OECD ülkeleri içinde en yüksek gelir eşitsizliği Türkiye, Meksika ve İsrail’de.
ABD, Meksika ve Estonya, ölüm oranı ve ortalama yaşam süresi ile ölçülen “sağlık” göstergesi açısından en yüksek bölgesel farklılıkların olduğu ülkeler.
Şehir düzeyinde bakıldığında, Londra’nın farklı mahallelerinde ortalama yaşam süresi açısından 20 yıllık bir farklılık söz konusu. OECD ülkeleri içinde ortalama yaşam süresi açısından farklılık ortalama 8 yıl. Dolayısıyla, Londra OECD ortalamasının 2 katından daha yüksek bir farklılığa sahip.
OECD bölgelerinin yüzde 55’nde, doğumda yaşam beklentisi 80 yılın üzerinde. OECD bölgesinde bir kadın bir erkekten neredeyse 6 yıl daha uzun yaşıyor.
İşgücü verimliliği, kentsel alanlarda kırsal alanlara göre daha yüksek. Çalışan başına GSYİH payı üzerinden ölçülen verimlilik oranı, OECD ülkeleri içinde kırsal alanlar ve diğer alanlar arasında 2013 yılı itibarıyla yüzde 30 farklılık gösteriyor. Yani, örneğin kentteki bir çalışanın verimlilik düzeyi 100 puan kabul edilirse, kırsal alanda çalışan bir kişinin verimlilik düzeyi en fazla 70 puan. Söz konusu farklılık, Asya’ya kıyasla Kuzey Amerika ve Avrupa bölgesinde daha yüksek.
Türkiye, İtalya ve İspanya’da en yüksek ve en düşük bölgesel işsizlik oranları arasındaki farklılık yüzde 20 puan.
İngiltere’de en yüksek güvenlik düzeyi Galler Bölgesindeyken; en düşük düzey Londra Büyükşehir bölgesinde. İngiltere içinde gelir ve eğitim göstergeleri açısından en düşük puan, Kuzey İrlanda bölgesinde.

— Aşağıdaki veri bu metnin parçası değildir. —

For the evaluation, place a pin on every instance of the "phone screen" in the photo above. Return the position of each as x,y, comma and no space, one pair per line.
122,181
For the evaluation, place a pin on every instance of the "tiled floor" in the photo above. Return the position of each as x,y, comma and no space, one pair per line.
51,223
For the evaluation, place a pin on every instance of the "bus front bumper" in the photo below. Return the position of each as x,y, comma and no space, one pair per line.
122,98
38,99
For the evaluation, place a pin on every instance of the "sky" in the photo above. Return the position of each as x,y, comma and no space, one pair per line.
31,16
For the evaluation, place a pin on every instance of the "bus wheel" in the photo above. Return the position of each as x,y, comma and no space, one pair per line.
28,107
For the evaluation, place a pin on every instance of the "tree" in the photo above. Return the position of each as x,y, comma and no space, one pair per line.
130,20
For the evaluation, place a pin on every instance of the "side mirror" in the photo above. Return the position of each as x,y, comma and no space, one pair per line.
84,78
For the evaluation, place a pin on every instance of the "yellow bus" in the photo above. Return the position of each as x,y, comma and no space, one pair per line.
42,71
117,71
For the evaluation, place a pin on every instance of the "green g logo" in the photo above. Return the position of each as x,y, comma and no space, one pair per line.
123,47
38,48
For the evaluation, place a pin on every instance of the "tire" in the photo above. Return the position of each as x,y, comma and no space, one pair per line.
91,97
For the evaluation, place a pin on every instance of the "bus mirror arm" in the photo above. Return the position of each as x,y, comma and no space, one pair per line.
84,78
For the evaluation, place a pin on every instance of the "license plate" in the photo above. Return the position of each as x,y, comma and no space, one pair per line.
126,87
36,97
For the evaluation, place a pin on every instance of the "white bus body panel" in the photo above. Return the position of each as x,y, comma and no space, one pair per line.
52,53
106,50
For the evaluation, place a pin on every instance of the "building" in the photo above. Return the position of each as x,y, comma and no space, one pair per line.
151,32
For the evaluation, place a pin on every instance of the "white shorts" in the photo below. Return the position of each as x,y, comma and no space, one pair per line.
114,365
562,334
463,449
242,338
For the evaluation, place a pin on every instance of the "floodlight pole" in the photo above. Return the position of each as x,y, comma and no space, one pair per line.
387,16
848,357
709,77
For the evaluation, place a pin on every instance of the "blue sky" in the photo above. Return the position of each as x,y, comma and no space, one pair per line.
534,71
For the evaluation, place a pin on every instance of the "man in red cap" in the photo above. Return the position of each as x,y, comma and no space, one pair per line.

Cinayet oranları açısından en yüksek bölgesel farklılıklar Meksika’da. Bu anlamda, Meksika içinde en fazla cinayetin işlendiği bölge Guerrero’da 100 bin kişi içinde yaklaşık 65 kişi cinayete kurban giderken, Yucatan bölgesinde 100 bin kişi içinde sadece 2.4 kişi cinayet sonucu öldürülüyor.
OECD ülkelerinde son 15 yıl içinde yaşlı nüfus, nüfusun geri kalanına kıyasla beş kat artmış durumda. 33 OECD ülkesinden 26’sında yaşlı bağımlılık oranı kentlere kıyasla kırsal alanlarda daha yüksek.

Küresel refah için bölgesel eşitsizliklerle mücadele edilmeli

OECD’ye göre, ulusal ortalamaların ve ülkeler arasındaki farklılıkların yanı sıra yerel düzeyde bölgesel eşitsizlikleri anlayabilmek de çok önemli. Çünkü bu olmadan, yani bölgesel eşitsizlikler ortadan kaldırılmadan, Sürdürülebilir Kalkınma Hedefleri doğrultusunda yerel ve küresel çapta refahın geliştirilebilmesi mümkün görünmüyor. Ayrıca, hükümetlerin kamu harcamalarının en az yüzde 40’ını yerel ve bölgesel düzeyde kullandıkları (OECD ülkelerinde yapılan kamu yatırımlarının yüzde 60’ı yerel ve bölgesel düzeyde) düşünüldüğünde de bölgesel eşitsizliklerle mücadelenin önemi bir kez daha ortaya çıkıyor. Raporda, bu anlamda pek çok bölgenin firmaların ve kişilerin üretkenliğini artırma ve istihdamı yeniden yapılandırma mücadelesi verdiği vurgulanıyor.